Je lis beaucoup sur la pêche au maskinongé ces temps ci. Il est souvent question de ce qui pousse le pêcheur à s’obstiner tant que ça à vouloir capturer une espèce qui vous récompense que trop rarement. Bill Gardner en parle constamment dans son livre et ça revient souvent dans les articles que je lis. Quoiqu’en lisant Muskie Mart j’en viens à croire que l’adage disant que le maskinongé est le poisson des 10,000 lancers est maintenant de l’histoire ancienne. J’avais aussi entendu qu’il fallait en moyenne 100 heures de pêche pour une capture. Pourquoi un pêcheur perdrait son temps à vouloir capturer un maskinongé? J’ai trouvé l’explication parfaite hier en regardant ce vidéo. C’est simple. C’est parce que c’est le trophée de M. Tout-le-monde. C’est le Saint Graal du commun des pêcheurs.

Le trophée du pêcheur peut être pour certain un espadon de 400 lbs capturé en haute mer. Ou encore un saumon atlantique de 30 lbs leurré par une artificielle dans une fosse de la rivière Matane. Mais ces trophées ne sont pas à la portée de tous.

Pour l’espadon, ce n’est pas une pêche à laquelle on va s’adonner plusieurs fois par saison. Une ou deux fois dans une vie tout au plus. Et bonjour les dépenses…

Pour le saumon il faut d’abord une base de compétences de pêche à la mouche. Il faut se déplacer parfois de longues distances. La rivière à saumon la plus à l’ouest que compte le Québec est la Jacques-Cartier. L’accès aux rivières à saumon n’est pas sans frais non plus. Je suis un pêcheur à la mouche. Malheureusement j’ai moins la chance de pratiquer cette activité. Avec le lac Saint-Louis et des Deux-Montagnes dans ma cour, j’ai du m’ajuster au type de pêche. Mais cette été je vais à coup sûr essayer les brochets à la mouche.

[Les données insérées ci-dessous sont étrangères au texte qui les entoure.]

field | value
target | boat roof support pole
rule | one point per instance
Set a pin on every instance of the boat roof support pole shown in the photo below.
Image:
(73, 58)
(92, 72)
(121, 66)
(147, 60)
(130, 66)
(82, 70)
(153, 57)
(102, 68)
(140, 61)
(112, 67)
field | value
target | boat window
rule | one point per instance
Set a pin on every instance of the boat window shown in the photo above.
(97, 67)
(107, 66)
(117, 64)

Pour le saumon on peu avoir recours aux services d’un guide sur le lac Ontario et pêcher un shinook un peu à la manière qu’on pêcherait comme l’espadon mentionné ci haut. Encore une fois il faut parcourir de grandes distances. Moi j’aimerais bien faire un tel voyage pêche. Mais si j’y capturais un gros saumon une fois mon tour venu sur un “Fish on”, je ne serais surement pas aussi fière de cette capture que je le serais d’un gros maskinongé embarqué dans mon bateau.

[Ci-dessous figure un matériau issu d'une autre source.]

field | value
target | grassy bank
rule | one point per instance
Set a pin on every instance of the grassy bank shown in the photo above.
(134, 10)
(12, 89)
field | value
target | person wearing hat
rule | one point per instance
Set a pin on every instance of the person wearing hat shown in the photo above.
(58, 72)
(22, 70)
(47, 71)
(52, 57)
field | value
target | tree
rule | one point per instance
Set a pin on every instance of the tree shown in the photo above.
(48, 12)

DaredevilPour pêcher au maskinongé on a besoin d’un minimum. Pas de permis spécial requis, le permis de pêche normal suffit. À la limite, pas besoin de bateau même! Une canne et un Rapala c’est tout ce qu’il faut. C’est une pêche accessible. N’importe qui peut descendre sous le pont de l’Île-aux-Tourtes et sortir un bétail de 40 lbs avec une Daredevil. C’est pourquoi le maskinongé est le trophée de M. Tout-le-monde. Mais c’est un trophée parce qu’il est rare d’en attraper un gros (peut-être pas pour tout le monde).

Je suis officiellement en quête d’un tel trophée. Je vais faire tout ce que je peux pour y arriver, mais je vais tenter ma chance avec plus que juste des vieux “running shoes”, une canne et un Rapala.